I Want to Break Free! Persuasion and Anti-Social Behavior of LLMs in Multi-Agent Settings with Social Hierarchy

As Large Language Model (LLM)-based agents become increasingly autonomous and will more freely interact with each other, studying interactions between them becomes crucial to anticipate emergent phenomena and potential risks. Drawing inspiration from the widely popular Stanford Prison Experiment, we contribute to this line of research by studying interaction patterns of LLM agents in a context characterized by strict social hierarchy. We do so by specifically studying two types of phenomena: persuasion and anti-social behavior in simulated scenarios involving a guard and a prisoner agent who seeks to achieve a specific goal (i.e., obtaining additional yard time or escape from prison). Leveraging 200 experimental scenarios for a total of 2,000 machine-machine conversations across five different popular LLMs, we provide a set of noteworthy findings. We first document how some models consistently fail in carrying out a conversation in our multi-agent setup where power dynamics are at play. Then, for the models that were able to engage in successful interactions, we empirically show how the goal that an agent is set to achieve impacts primarily its persuasiveness, while having a negligible effect with respect to the agent's anti-social behavior. Third, we highlight how agents' personas, and particularly the guard's personality, drive both the likelihood of successful persuasion from the prisoner and the emergence of anti-social behaviors. Fourth, we show that even without explicitly prompting for specific personalities, anti-social behavior emerges by simply assigning agents' roles. These results bear implications for the development of interactive LLM agents as well as the debate on their societal impact.

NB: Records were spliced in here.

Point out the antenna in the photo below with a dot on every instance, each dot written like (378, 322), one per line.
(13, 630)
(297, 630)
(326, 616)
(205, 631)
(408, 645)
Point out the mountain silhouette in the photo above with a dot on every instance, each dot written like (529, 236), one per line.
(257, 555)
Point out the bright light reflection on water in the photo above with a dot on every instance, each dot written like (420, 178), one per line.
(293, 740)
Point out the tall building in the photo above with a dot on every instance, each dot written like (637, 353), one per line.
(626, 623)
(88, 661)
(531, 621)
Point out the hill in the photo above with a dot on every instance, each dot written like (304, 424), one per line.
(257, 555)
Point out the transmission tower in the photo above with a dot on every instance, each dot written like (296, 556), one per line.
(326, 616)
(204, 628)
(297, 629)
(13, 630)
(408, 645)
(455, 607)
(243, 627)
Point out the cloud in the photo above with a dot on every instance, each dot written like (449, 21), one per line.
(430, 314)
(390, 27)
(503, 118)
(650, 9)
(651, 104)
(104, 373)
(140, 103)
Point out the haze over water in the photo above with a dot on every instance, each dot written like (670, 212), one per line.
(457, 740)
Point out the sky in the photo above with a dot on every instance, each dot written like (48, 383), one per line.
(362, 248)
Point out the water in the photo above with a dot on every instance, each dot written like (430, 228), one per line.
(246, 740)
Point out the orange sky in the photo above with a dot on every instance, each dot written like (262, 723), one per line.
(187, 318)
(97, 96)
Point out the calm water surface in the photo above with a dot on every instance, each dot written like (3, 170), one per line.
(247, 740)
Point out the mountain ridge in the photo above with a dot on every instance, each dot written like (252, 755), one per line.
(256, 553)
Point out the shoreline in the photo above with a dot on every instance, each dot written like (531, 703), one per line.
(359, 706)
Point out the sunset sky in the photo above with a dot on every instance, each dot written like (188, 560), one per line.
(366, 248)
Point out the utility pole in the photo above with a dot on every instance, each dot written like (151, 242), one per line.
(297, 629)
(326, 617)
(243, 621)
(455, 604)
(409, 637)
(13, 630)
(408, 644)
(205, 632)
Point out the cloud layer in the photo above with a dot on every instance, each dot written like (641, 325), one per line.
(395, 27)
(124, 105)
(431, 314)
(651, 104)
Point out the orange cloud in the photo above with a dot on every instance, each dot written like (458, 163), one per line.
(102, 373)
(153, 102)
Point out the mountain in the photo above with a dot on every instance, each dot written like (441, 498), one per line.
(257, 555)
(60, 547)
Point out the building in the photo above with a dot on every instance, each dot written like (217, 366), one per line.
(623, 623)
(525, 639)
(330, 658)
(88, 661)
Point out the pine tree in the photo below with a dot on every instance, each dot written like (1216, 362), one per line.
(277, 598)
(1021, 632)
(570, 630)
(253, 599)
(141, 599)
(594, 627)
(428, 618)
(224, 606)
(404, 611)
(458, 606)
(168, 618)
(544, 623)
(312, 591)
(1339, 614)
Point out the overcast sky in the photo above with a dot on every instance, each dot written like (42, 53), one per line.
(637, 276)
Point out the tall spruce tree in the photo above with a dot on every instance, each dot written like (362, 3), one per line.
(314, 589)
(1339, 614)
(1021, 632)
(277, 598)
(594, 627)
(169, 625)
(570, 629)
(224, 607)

翻译：随着基于大型语言模型（LLM）的智能体日益自主化并更自由地相互交互，研究它们之间的互动对于预测涌现现象和潜在风险至关重要。受广为人知的斯坦福监狱实验启发，本研究通过考察LLM智能体在严格社会层级背景下的互动模式，推进了这一研究方向。我们具体聚焦于两类现象：在模拟场景中，看守与囚犯智能体为达成特定目标（即获得额外放风时间或越狱）所展现的劝说行为与反社会行为。基于五种主流LLM在200个实验场景中总计2,000次机器间对话，我们获得了一系列值得关注的发现。首先，我们记录了部分模型在涉及权力动态的多智能体对话场景中持续无法完成有效交互。其次，针对能够成功交互的模型，我们通过实证表明：智能体被设定的目标主要影响其劝说效力，而对反社会行为的影响微乎其微。第三，我们强调智能体角色设定——尤其是看守的人格特质——同时驱动着囚犯劝说成功的可能性与反社会行为的涌现。第四，我们发现即使未明确提示特定人格特质，仅通过分配智能体角色即可引发反社会行为。这些结果对交互式LLM智能体的开发及其社会影响的讨论具有重要启示。